Mise en scène par Robert Lepage et interprétée par Yves Jacques, devenu en quelque sorte l’alter ego de ce dernier au fil des ans, La Face cachée de la Lune continue d’être appréciée, chez nous comme à l’international. «Les gens réagissent au même endroit, de la même façon, sauf en Asie et au Japon. Ce n’est pas dans leurs moeurs de s’éclater, de démontrer leurs émotions, ce qu’on leur montre très jeune. En Corée, ça leur parlait directement parce qu’il y a des familles qui sont déchirées. Au Mexique ou dans des pays plus latins, en Italie par exemple, ça rigole. Aux États-Unis, c’est comme des enfants, tu as l’impression que tu es devant un public à Disney World. En France, c’est plus intellectuel. Ils aiment le côté bon enfant de la pièce. Robert Lepage est allé chercher l’essence de l’être humain», relate M. Jacques.

Il faut mentionner qu’Yves Jacques interprète avec brio cette pièce dont il a assuré la tournée mondiale des versions françaises et anglaises. Son plus grand défi? «C’était d’essayer d’être à la hauteur du travail de Robert, de ne pas aller ailleurs. Il serait facile de kidnapper le spectacle pour en faire un one man show personnel. Si Robert m’a choisi, c’est parce qu’il savait que j’allais être fidèle à son travail. Je me suis calqué sur ce qu’il faisait. Puis je me suis détaché et j’ai fait des choses plus personnelles tout en restant dans le même ton que Robert», confie-t-il.

Tous les personnages de La Face cachée de la Lune sont incarnés par Yves Jacques, dont la renommée n’est plus à faire. Il a d’ailleurs joué dans le Déclin de l’empire américain de Denys Arcand et on pourra le voir dans le prochain Astérix et Obélix dans le rôle du psy de César. C’est entre le déchirement de deux frères qui sont aux antipodes et la course vers la Lune entre les Soviétiques et les Américains que le public ressent un appel à l’introspection. L’un, prénommé André, a réussi sa vie en tant qu’annonceur météo et l’autre, Philippe, dont l’avenir est incertain, est étudiant au doctorat. Ils doivent faire face à la mort récente de leur mère, soit l’expérience d’un ultime vertige. «Pour moi, Robert a cette même entité, cette même compréhension de l’humain comme Molière ou Shakespeare l’avaient», poursuit Yves Jacques. Les personnages dépeignent des réalités puis sautent à des faits historiques pour mieux retourner à des souvenirs d’adolescence gravés sur un 33 tours. Le tout est empreint d’une certaine nostalgie.

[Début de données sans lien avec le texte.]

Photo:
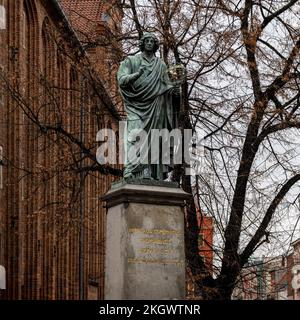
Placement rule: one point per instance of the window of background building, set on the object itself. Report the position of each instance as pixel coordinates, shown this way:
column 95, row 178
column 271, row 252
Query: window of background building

Après tout, «c’est une pièce très personnelle qui s’inspire de l’époque où Madame Lepage était en train de partir, mentionne l’interprète. D’ailleurs, la sœur de Robert était présente et a été bouleversée de retrouver cette pièce. On ne rentre pas là-dedans avec ses gros sabots. On y entre sur la pointe des pieds».